Jerdle 5 Mar 2025 21:04 UTC
3 points
0
Pseudo-flat tax formula:
Assume utility is logarithmic in income, and the goal is to set the experienced tax burden to be constant.
Then, we have the formula that the average tax rate, where $a$ is a parameter controlling the experienced tax burden and $z$ is the break-even point, is as follows:
$f (x) = 1 - {(\frac{x}{z})}^{a - 1}$
$x$ is the input income, and $f (x)$ is the average tax rate.
- Buck 5 Mar 2025 22:30 UTC
  3 points
  0
  Parent
  Fans of math exercises related to toy models of taxation might enjoy this old post of mine.
- Gurkenglas 5 Mar 2025 21:24 UTC
  3 points
  1
  Parent
  What is x and why isn’t it cancelling?
  - Jerdle 5 Mar 2025 22:02 UTC
    1 point
    0
    Parent
    x is the initial income, and I forgot to cancel it. Good point.
    
    Turns out, it’s far simpler than I had it as.
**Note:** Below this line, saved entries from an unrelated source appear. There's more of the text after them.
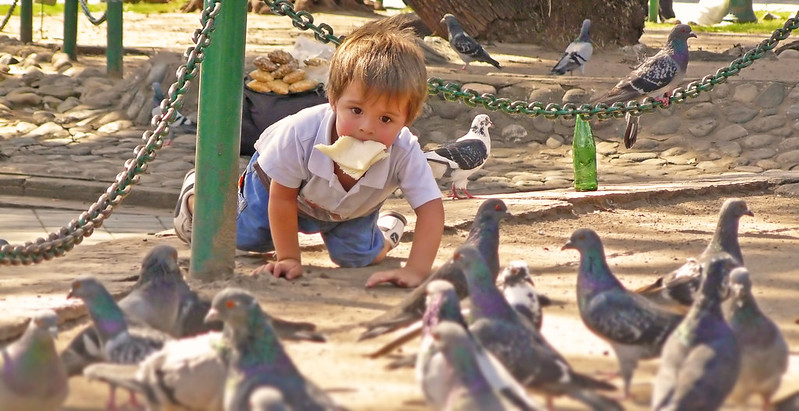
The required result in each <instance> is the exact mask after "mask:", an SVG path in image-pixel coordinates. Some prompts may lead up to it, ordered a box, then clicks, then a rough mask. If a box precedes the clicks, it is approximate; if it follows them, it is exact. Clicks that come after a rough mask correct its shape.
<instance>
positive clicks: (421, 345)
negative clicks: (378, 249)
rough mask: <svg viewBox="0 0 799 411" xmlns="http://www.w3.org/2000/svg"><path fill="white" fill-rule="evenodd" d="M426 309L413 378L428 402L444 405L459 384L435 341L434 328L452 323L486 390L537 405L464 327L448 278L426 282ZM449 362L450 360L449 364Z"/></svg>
mask: <svg viewBox="0 0 799 411" xmlns="http://www.w3.org/2000/svg"><path fill="white" fill-rule="evenodd" d="M426 306H427V309H426V310H425V313H424V318H423V319H422V322H423V328H422V341H421V344H420V348H419V353H418V355H417V356H416V368H415V374H416V380H417V381H419V383H420V384H421V385H422V391H423V392H424V394H425V398H426V399H427V402H428V403H429V404H430V405H432V406H433V407H434V408H436V409H441V408H446V404H447V400H448V398H447V397H448V393H450V392H452V391H453V389H454V388H455V387H456V386H457V385H458V382H457V377H456V374H457V371H455V372H453V368H454V365H452V364H451V361H449V360H448V359H446V358H445V357H446V356H445V355H444V354H443V353H442V350H441V349H440V347H439V346H438V344H436V342H435V337H434V329H435V327H437V326H438V325H440V324H443V323H451V324H453V325H455V326H457V327H458V328H460V329H461V330H463V332H464V334H465V335H466V338H468V339H469V340H470V342H469V346H470V348H469V350H470V356H471V357H473V359H474V360H475V361H476V363H477V366H478V367H479V371H480V374H481V375H483V376H484V378H485V379H486V380H487V381H486V382H487V383H488V384H489V386H490V388H491V389H490V390H489V391H492V390H493V391H496V392H498V393H501V396H502V397H505V398H506V399H507V400H508V401H510V402H512V403H514V404H516V405H517V406H518V407H519V408H523V409H538V408H540V406H538V405H537V404H535V403H534V402H532V400H530V399H529V398H528V396H527V393H526V392H525V390H524V387H522V386H521V384H519V383H518V381H516V380H515V379H514V378H513V376H511V375H510V374H509V373H508V371H507V370H506V369H505V367H504V366H503V365H502V364H501V363H500V362H499V360H497V359H496V357H494V356H493V355H492V354H491V353H490V352H488V351H486V350H485V349H483V347H481V346H480V345H479V344H478V343H477V342H476V341H474V338H473V337H472V336H471V334H470V333H469V332H468V331H467V330H466V327H467V325H466V320H464V318H463V316H462V315H461V308H460V300H459V299H458V296H457V294H456V293H455V288H454V287H453V286H452V284H450V283H449V282H447V281H444V280H435V281H432V282H431V283H430V284H428V285H427V300H426ZM448 363H450V364H448Z"/></svg>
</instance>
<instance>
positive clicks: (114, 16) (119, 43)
mask: <svg viewBox="0 0 799 411" xmlns="http://www.w3.org/2000/svg"><path fill="white" fill-rule="evenodd" d="M105 13H106V14H105V15H106V21H105V25H106V36H107V39H106V43H107V48H106V51H105V58H106V75H107V76H108V77H111V78H122V71H123V70H122V55H123V50H122V0H108V7H107V8H106V11H105Z"/></svg>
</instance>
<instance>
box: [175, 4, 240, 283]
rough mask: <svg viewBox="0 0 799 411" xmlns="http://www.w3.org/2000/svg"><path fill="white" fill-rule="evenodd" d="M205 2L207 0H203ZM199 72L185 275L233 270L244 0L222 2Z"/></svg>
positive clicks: (192, 275) (215, 278)
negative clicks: (191, 188) (187, 252)
mask: <svg viewBox="0 0 799 411" xmlns="http://www.w3.org/2000/svg"><path fill="white" fill-rule="evenodd" d="M206 4H207V0H206ZM221 7H222V9H221V11H220V13H219V15H218V16H217V17H216V30H215V31H214V33H213V35H212V39H211V40H212V41H211V44H210V45H209V46H208V49H207V50H206V52H205V59H204V60H203V63H202V68H201V73H200V107H199V114H198V124H197V134H198V138H197V154H196V169H197V174H196V175H195V186H194V190H195V191H194V192H195V195H196V197H195V201H194V219H193V221H194V225H193V228H192V237H191V261H190V264H189V275H191V276H192V277H193V278H198V279H201V280H205V281H212V280H217V279H221V278H223V277H228V276H230V275H232V274H233V268H234V262H235V261H234V257H235V254H236V211H237V210H236V207H237V195H236V180H237V178H238V174H239V144H240V140H241V106H242V104H241V99H242V93H243V83H242V75H243V73H244V45H245V40H246V36H247V0H224V1H222V6H221Z"/></svg>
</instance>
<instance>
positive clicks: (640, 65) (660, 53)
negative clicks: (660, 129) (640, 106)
mask: <svg viewBox="0 0 799 411" xmlns="http://www.w3.org/2000/svg"><path fill="white" fill-rule="evenodd" d="M691 37H696V34H694V32H693V31H691V26H689V25H687V24H678V25H676V26H674V28H673V29H671V33H669V37H668V39H666V45H664V46H663V48H662V49H661V50H660V51H659V52H657V54H655V55H654V56H652V57H650V58H648V59H646V60H644V62H643V63H641V64H640V65H638V67H636V68H635V69H634V70H633V71H632V73H630V74H629V75H627V77H626V78H624V79H623V80H621V81H619V82H618V83H617V84H616V85H615V86H613V88H612V89H611V90H610V91H608V92H607V94H605V95H604V96H602V97H600V98H599V101H600V102H602V103H605V104H608V105H610V104H613V103H617V102H620V101H624V102H626V101H630V100H634V99H638V98H641V97H655V98H656V99H658V100H660V101H663V103H664V104H665V105H668V103H669V100H668V96H666V97H664V94H665V93H669V92H671V91H672V90H674V89H675V88H677V86H679V84H680V82H682V80H683V78H685V70H686V69H687V68H688V56H689V53H688V39H689V38H691ZM626 118H627V129H626V130H625V133H624V146H625V147H627V148H631V147H632V146H633V144H635V140H636V138H637V137H638V121H639V117H638V116H632V115H629V114H628V115H627V117H626Z"/></svg>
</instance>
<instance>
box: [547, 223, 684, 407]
mask: <svg viewBox="0 0 799 411" xmlns="http://www.w3.org/2000/svg"><path fill="white" fill-rule="evenodd" d="M563 249H575V250H577V251H579V252H580V267H579V269H578V271H577V306H578V308H579V310H580V318H581V319H582V320H583V324H585V326H586V327H588V329H589V330H591V332H593V333H594V334H596V335H597V336H599V337H600V338H602V339H603V340H605V341H607V342H608V344H610V346H611V347H612V348H613V351H614V352H615V353H616V359H617V360H618V361H619V369H620V372H621V376H622V378H623V380H624V396H625V398H627V397H629V395H630V382H631V381H632V377H633V372H634V371H635V368H636V367H637V366H638V360H639V359H648V358H657V357H659V356H660V352H661V350H662V348H663V344H665V342H666V339H667V338H668V336H669V335H670V334H671V332H672V331H673V330H674V329H675V328H676V327H677V325H679V324H680V322H681V321H682V319H683V316H682V315H678V314H676V313H673V312H671V311H668V310H666V309H665V308H662V307H660V306H658V305H657V304H655V303H654V302H652V301H650V300H648V299H646V298H644V297H642V296H640V295H638V294H636V293H634V292H632V291H629V290H627V289H626V288H624V285H622V283H621V282H620V281H619V280H618V279H617V278H616V276H615V275H613V273H612V272H611V271H610V267H608V263H607V260H606V259H605V250H604V247H603V246H602V241H601V240H600V239H599V235H597V233H596V232H595V231H594V230H591V229H587V228H581V229H579V230H576V231H575V232H574V233H572V235H571V237H570V238H569V241H568V242H567V243H566V244H565V245H564V246H563Z"/></svg>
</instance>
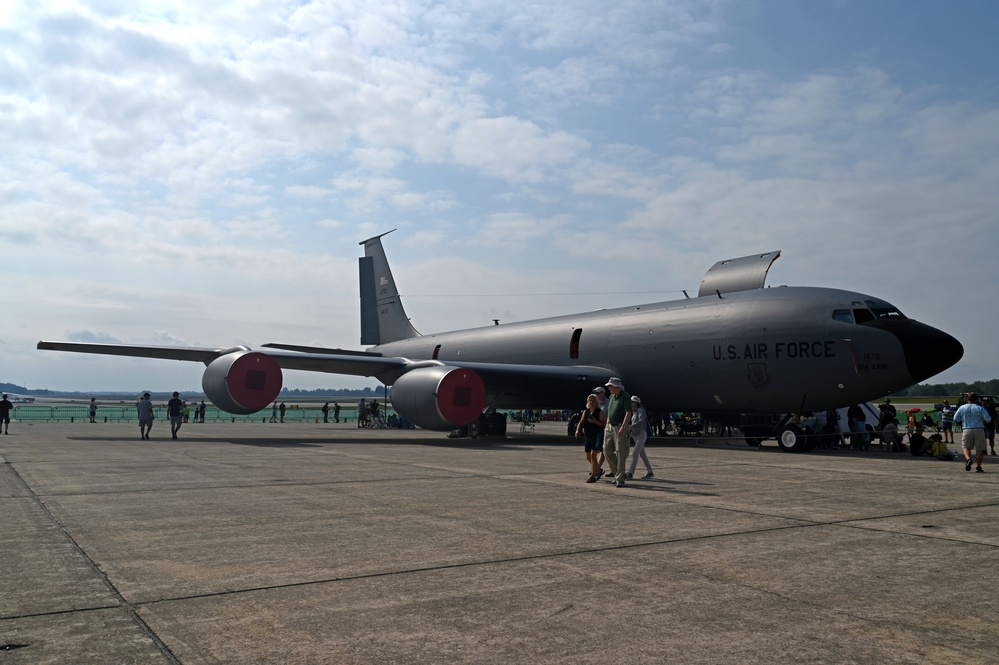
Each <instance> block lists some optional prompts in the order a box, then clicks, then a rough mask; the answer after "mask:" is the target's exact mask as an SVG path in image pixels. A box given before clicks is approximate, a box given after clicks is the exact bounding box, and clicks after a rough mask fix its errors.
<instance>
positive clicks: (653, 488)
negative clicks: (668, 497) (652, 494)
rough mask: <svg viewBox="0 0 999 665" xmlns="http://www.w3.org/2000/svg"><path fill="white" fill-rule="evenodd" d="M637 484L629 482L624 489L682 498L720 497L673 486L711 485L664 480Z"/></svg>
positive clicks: (659, 478) (649, 480)
mask: <svg viewBox="0 0 999 665" xmlns="http://www.w3.org/2000/svg"><path fill="white" fill-rule="evenodd" d="M639 482H640V483H641V484H639ZM639 482H633V481H629V482H628V483H626V484H625V488H626V489H629V490H638V491H641V492H662V493H664V494H682V495H684V496H721V495H720V494H717V493H715V492H697V491H694V490H687V489H682V488H680V487H674V485H701V486H713V483H698V482H690V481H682V480H668V479H666V478H656V479H654V480H642V481H639Z"/></svg>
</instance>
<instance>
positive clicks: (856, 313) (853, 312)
mask: <svg viewBox="0 0 999 665" xmlns="http://www.w3.org/2000/svg"><path fill="white" fill-rule="evenodd" d="M853 318H854V320H855V321H856V322H857V323H867V322H868V321H873V320H874V315H873V314H871V310H869V309H855V310H853Z"/></svg>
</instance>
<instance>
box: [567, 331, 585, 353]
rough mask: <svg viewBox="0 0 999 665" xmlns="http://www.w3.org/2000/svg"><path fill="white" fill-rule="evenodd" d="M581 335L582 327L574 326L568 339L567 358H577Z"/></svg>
mask: <svg viewBox="0 0 999 665" xmlns="http://www.w3.org/2000/svg"><path fill="white" fill-rule="evenodd" d="M582 336H583V329H582V328H576V329H575V330H573V331H572V339H571V340H569V358H570V359H572V360H576V359H577V358H579V338H580V337H582Z"/></svg>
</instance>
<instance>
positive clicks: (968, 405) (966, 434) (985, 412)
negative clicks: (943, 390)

    - Gurkenglas 6 Mar 2025 6:04 UTC
      2 points
      0
      Parent
      Can a eat that −1?
      - Jerdle 9 Mar 2025 11:08 UTC
        1 point
        0
        Parent
        It could do, but a represents the amount of utility remaining.
        
        Maybe the more natural thing would be to have a be the effective tax rate, and have it be (z/x)^a.